[ExI] Google’s Willow Quantum Chip: Proof of the Multiverse?

Jason Resch jasonresch at gmail.com
Mon Oct 13 05:24:59 UTC 2025


On Mon, Oct 13, 2025, 1:05 AM Adrian Tymes via extropy-chat <
extropy-chat at lists.extropy.org> wrote:

> On Mon, Oct 13, 2025 at 12:28 AM Jason Resch via extropy-chat
> <extropy-chat at lists.extropy.org> wrote:
> > On Sun, Oct 12, 2025, 10:14 PM Adrian Tymes via extropy-chat <
> extropy-chat at lists.extropy.org> wrote:
> >> Please stop trying to claim that superposition means the universe
> >> takes conscious, intelligent action.  It does not mean that.
> >
> > I'm not claiming that. It is an implication of superdeterminism that the
> universe actively works to thwart any attempt to catch it.
>
> You say you aren't claiming that, and then in literally the next
> sentence you claim that.  (And that claim of yours is, once again,
> false.)
>

It's not my claim. It is the direct implication of superdeterminism as I
then went on to explain and show why it follows directly.

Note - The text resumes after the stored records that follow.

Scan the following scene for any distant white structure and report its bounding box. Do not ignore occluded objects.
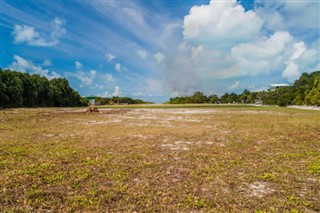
[269,84,290,91]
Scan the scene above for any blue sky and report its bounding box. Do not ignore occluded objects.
[0,0,320,102]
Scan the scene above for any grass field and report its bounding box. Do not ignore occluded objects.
[0,105,320,212]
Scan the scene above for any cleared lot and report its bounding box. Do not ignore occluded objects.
[0,106,320,212]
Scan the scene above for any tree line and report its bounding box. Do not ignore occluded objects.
[86,96,151,105]
[0,68,84,107]
[168,71,320,106]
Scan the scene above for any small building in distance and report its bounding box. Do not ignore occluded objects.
[269,84,290,91]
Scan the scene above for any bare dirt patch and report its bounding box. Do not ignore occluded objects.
[0,107,320,212]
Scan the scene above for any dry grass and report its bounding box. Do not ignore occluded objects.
[0,106,320,212]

If you think I have made an error then address how I am mistaken. That is
how rational arguments work.



> It is getting increasingly difficult to discern your argument from one
> made in simple bad faith.
>
> A further sign of possible bad faith on your part is that you
> repeatedly attack a strawman: despite my explicit declarations that
> superdeterminism - at least, as I use the term - is not some sort of
> animism, your counterexamples declare that I mean that something
> inanimate (photons, the universe, et al) "knows" stuff and consciously
> acts on it.
>
> (For instance, that it deliberately attempts to fool you.  It's
> inanimate.  The only entity in the loop capable of fooling you is you.
> The data is what it is; the measurements are what they are.
> Interpretation - and potentially coming to the wrong conclusion - is
> entirely up to you.)
>
> Try stating your objection without that declaration, and you might get
> closer to understanding the position I am actually favoring.
>

Superdeterminism is a hidden variables theory. One where the hidden
variables are assigned their values at the time the particles are created.
Do you agree with this much of the standard definition of superdeterminism?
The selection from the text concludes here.